Geez, that week was really tough. I feel like I was just crying every day. Not just from the emotional pain, but the actual physical pain of all the healing treatments for the wound, because I was literally rubbing salt on the wound and dipping it in boiling water, which had more salt in it, because that’s the way of the ancestors.

I’ve never screamed from pain in my life. So I just got to scream three times a day every day. Every night I had that decision to make where it was like, Do I get back on the trail tomorrow? Do I rest another day?

Right around day five was when I made the decision to not get back on the thru-hike. Because it was gonna be a lot to ask my body to do after having been through that healing to go back to 26 miles per day.
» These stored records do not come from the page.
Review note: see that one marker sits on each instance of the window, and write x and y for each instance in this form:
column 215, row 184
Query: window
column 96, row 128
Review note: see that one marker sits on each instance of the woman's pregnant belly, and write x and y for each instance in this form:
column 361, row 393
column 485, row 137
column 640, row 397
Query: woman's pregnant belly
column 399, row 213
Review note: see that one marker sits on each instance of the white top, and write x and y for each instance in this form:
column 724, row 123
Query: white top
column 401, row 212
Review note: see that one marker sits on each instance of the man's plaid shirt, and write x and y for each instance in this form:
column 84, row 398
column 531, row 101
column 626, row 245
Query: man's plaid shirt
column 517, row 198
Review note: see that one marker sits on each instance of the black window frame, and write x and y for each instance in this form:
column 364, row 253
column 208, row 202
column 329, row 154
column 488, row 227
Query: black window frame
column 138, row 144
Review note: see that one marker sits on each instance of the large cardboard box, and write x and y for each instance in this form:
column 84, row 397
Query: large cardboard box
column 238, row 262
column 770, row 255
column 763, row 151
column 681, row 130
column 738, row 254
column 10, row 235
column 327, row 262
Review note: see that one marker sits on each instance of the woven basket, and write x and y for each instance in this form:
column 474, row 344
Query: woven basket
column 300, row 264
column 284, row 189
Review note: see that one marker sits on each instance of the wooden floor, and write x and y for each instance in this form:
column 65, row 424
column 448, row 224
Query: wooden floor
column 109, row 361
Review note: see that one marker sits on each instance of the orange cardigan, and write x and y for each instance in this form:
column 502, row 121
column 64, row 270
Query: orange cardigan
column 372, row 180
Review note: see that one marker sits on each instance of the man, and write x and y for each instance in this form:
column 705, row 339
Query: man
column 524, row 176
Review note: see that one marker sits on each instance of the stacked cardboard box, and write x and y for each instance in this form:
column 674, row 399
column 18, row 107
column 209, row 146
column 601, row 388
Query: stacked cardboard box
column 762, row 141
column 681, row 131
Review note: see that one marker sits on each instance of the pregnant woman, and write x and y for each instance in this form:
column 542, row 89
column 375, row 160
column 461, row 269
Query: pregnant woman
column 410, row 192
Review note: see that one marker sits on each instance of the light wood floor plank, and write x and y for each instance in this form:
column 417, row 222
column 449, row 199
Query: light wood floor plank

My friend Angela, when I told her I had to exit the trail, she told me that wounds are very good slow-me-down medicine. That’s what I kept telling myself. This is life telling me that this is not my time to hike a marathon a day. This is my time to slow down and embrace that.

So I thought, Why don’t I do little backpacking trips here and there? I can be on a more flexible schedule, and I wasn’t gonna do it alone anymore. I was really lucky that my husband was able to come along with me.

It’s interesting. Ultimately, what I wanted was to spend more time outdoors because I had been so busy behind a computer. My goal was to see the state of New Mexico on the Continental Divide Trail, so I still achieved my goal. I just changed the method.
The power of being able to reframe your goals as your situation changes has been the overarching lesson in this whole story for me.